The plan divides customers into two groups. Group A contains every account that held less than $250,000 on 2 November 2022. Group B contains every account that held more than $250,000 or that withdrew more than $250,000 between 2 November and 11 November 2022. Group A receives a cash payment equal to 100 % of the petition date dollar value of its claim. Group B receives the same dollar value minus a 15 % surcharge on any withdrawal above the threshold. The surcharge functions as a settlement fee that blocks later clawback litigation.
The petition date value fixes the exchange rate for every token at the price observed on 11 November 2022. Bitcoin traded at $17,000 that day. Ether traded at $1,200. Solana traded at $13. A customer who held one bitcoin on FTX on that date will receive $17,000 in cash, not the current market price of roughly $30,000. The customer therefore forfeits the appreciation of the underlying asset.
Travis Kling, founder of Ikigai Asset Management and an unsecured creditor, estimates that the blended recovery for all customers will reach 85 % of the petition date dollar value of their claims. The estimate assumes that the surcharge generates additional cash and that the estate liquidates the remaining alt coin portfolio at current market prices.
John J. Ray III, the court appointed chief executive of the FTX debtors, stated in a declaration that the estate has recovered more value than most observers predicted at the start of the case. He attributed the result to the sale of venture investments, the clawback of insider transfers, and the appreciation of the crypto portfolio after the petition date.

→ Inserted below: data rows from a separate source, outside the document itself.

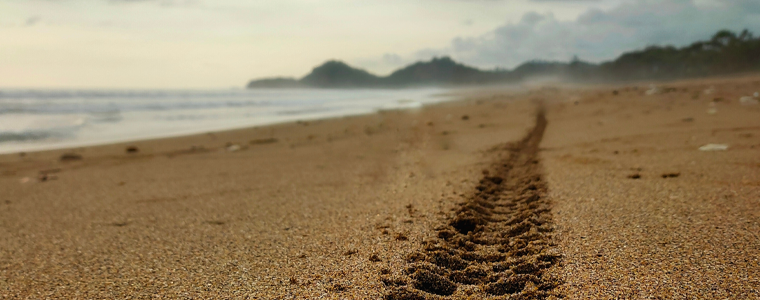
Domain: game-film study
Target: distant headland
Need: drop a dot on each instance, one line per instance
(725, 53)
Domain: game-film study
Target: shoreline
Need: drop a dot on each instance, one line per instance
(346, 207)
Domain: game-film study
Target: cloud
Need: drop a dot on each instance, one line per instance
(598, 34)
(31, 21)
(165, 3)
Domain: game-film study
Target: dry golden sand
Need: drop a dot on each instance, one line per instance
(688, 227)
(341, 208)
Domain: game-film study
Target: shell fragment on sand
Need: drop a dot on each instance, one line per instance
(714, 147)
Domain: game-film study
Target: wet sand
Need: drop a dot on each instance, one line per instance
(458, 200)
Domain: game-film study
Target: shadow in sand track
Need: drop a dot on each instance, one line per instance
(498, 243)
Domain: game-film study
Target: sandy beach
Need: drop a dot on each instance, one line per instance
(543, 192)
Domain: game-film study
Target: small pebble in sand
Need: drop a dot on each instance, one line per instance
(46, 177)
(70, 157)
(652, 90)
(747, 100)
(714, 147)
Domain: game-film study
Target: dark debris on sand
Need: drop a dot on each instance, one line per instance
(498, 244)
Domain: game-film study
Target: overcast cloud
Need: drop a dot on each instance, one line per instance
(598, 35)
(223, 43)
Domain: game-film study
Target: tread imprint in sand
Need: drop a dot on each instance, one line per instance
(497, 245)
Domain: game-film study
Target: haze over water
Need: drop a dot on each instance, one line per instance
(49, 119)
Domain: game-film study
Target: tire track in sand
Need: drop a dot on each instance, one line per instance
(498, 243)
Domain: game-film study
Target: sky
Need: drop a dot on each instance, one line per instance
(211, 44)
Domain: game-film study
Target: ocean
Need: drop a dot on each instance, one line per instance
(33, 120)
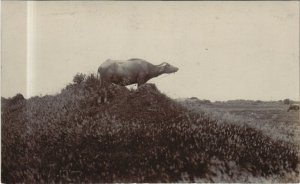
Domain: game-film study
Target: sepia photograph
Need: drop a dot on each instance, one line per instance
(150, 92)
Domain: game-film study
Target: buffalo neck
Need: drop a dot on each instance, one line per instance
(156, 70)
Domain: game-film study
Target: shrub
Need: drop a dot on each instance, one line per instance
(140, 136)
(78, 78)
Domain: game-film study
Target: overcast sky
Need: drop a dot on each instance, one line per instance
(224, 50)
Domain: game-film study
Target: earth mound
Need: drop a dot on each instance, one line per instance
(139, 136)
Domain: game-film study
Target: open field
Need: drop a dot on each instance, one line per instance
(143, 136)
(270, 117)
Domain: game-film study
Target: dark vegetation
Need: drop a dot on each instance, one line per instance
(140, 136)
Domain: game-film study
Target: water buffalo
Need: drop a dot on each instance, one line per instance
(293, 107)
(132, 71)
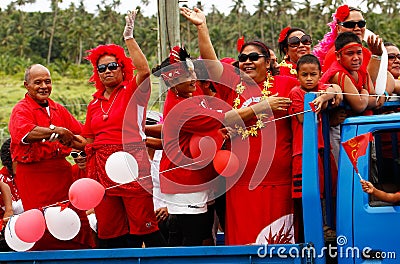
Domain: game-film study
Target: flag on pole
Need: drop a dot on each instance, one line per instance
(357, 147)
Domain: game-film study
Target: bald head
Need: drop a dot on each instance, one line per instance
(34, 67)
(38, 83)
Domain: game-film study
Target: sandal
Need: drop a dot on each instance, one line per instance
(329, 233)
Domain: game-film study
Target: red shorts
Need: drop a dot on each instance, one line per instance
(117, 215)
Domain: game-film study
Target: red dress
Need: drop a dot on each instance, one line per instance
(43, 175)
(260, 197)
(121, 130)
(192, 116)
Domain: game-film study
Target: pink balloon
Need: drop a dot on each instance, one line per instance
(226, 163)
(86, 193)
(30, 226)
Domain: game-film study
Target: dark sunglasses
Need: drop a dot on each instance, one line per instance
(295, 41)
(392, 56)
(75, 154)
(254, 56)
(352, 24)
(112, 66)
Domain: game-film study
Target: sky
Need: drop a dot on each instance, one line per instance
(223, 5)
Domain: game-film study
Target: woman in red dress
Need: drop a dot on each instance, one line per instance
(259, 205)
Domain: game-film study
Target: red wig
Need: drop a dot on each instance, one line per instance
(114, 50)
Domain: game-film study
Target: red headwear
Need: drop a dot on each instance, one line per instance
(283, 34)
(114, 50)
(342, 12)
(240, 43)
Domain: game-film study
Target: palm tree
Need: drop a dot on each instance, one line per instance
(54, 8)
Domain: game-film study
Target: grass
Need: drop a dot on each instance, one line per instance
(74, 93)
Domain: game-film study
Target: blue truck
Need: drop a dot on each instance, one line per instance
(366, 229)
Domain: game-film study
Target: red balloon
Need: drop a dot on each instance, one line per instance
(86, 193)
(205, 146)
(226, 163)
(30, 226)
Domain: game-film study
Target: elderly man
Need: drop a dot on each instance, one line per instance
(42, 134)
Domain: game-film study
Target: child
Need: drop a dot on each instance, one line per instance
(381, 195)
(308, 74)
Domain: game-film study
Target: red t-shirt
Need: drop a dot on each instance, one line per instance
(25, 116)
(267, 156)
(184, 118)
(126, 110)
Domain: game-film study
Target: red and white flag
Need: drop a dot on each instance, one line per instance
(357, 147)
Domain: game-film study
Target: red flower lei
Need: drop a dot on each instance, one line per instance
(342, 12)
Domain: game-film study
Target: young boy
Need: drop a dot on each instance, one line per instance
(369, 188)
(308, 74)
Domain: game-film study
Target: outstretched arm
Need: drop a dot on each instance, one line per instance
(369, 188)
(207, 52)
(138, 58)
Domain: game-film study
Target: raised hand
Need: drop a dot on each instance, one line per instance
(196, 16)
(129, 24)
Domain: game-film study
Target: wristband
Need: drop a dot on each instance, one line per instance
(376, 57)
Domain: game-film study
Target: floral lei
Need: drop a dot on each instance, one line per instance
(265, 93)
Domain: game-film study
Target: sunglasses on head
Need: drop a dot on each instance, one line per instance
(254, 56)
(75, 154)
(112, 66)
(295, 41)
(352, 24)
(392, 56)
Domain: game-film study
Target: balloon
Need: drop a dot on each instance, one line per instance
(12, 239)
(30, 226)
(122, 167)
(202, 144)
(86, 193)
(63, 225)
(226, 163)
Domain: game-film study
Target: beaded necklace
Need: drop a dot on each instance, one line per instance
(265, 93)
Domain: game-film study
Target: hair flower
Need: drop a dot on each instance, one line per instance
(342, 12)
(283, 34)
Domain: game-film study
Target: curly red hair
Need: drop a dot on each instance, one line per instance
(113, 50)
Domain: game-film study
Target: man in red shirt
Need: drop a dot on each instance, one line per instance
(42, 132)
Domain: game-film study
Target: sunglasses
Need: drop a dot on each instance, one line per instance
(75, 154)
(254, 56)
(392, 56)
(112, 66)
(352, 24)
(294, 42)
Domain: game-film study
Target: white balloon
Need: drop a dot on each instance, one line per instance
(12, 239)
(122, 167)
(63, 225)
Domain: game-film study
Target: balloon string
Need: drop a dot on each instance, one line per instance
(148, 176)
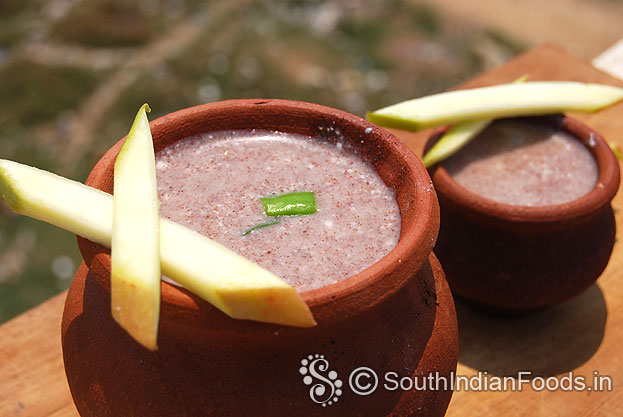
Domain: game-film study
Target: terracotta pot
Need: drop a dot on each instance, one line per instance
(397, 315)
(515, 258)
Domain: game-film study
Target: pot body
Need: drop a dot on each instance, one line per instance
(517, 258)
(395, 316)
(204, 371)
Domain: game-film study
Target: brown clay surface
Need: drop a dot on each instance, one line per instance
(582, 335)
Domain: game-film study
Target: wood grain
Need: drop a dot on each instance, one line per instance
(583, 335)
(32, 377)
(579, 336)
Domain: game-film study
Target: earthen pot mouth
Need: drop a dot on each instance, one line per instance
(601, 195)
(396, 164)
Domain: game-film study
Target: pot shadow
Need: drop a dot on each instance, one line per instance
(547, 342)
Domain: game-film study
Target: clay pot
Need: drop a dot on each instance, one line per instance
(397, 315)
(517, 258)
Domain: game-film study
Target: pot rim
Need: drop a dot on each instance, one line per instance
(355, 293)
(601, 195)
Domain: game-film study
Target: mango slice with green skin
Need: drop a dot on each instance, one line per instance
(456, 137)
(230, 282)
(506, 100)
(135, 254)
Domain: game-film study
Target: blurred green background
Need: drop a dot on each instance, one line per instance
(73, 73)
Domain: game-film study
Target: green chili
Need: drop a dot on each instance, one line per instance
(290, 204)
(259, 226)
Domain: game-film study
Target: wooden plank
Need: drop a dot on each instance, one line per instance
(33, 379)
(583, 335)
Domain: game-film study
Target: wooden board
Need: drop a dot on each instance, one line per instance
(581, 336)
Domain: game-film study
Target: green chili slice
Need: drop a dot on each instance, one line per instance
(290, 204)
(259, 226)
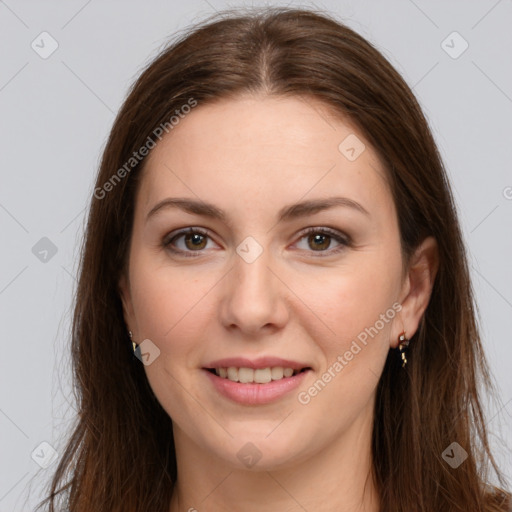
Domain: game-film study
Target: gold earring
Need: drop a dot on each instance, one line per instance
(133, 343)
(403, 344)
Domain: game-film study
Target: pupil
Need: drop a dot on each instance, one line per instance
(319, 238)
(196, 239)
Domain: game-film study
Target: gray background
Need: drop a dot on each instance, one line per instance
(56, 114)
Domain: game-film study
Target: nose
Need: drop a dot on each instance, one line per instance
(254, 298)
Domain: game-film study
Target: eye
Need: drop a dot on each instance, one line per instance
(193, 240)
(320, 239)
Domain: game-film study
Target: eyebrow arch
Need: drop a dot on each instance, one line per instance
(286, 213)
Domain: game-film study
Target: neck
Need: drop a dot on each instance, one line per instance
(337, 478)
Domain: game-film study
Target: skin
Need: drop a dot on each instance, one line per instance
(251, 156)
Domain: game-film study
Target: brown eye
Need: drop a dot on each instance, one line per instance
(320, 240)
(195, 241)
(187, 241)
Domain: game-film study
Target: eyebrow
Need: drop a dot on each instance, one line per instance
(286, 213)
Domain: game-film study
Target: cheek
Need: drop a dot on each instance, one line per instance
(170, 303)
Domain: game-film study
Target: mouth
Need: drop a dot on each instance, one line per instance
(246, 375)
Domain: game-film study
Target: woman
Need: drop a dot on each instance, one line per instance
(274, 309)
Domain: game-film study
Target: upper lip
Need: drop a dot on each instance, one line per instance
(260, 362)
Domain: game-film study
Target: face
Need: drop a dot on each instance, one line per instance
(263, 285)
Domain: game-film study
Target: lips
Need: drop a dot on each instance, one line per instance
(261, 362)
(254, 391)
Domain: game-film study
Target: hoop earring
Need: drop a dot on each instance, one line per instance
(403, 344)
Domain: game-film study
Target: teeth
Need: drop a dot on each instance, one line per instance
(259, 376)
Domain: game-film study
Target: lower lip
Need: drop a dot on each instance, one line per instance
(255, 394)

The debtors must file the amended disclosure statement with the United States Bankruptcy Court for the District of Delaware by 16 December 2023. The Committee of Unsecured Creditors and the Ad Hoc Committee of customers have until that date to negotiate further changes. A confirmation hearing is scheduled for the second quarter of 2024. If the court approves the plan, distributions will begin shortly after the effective date.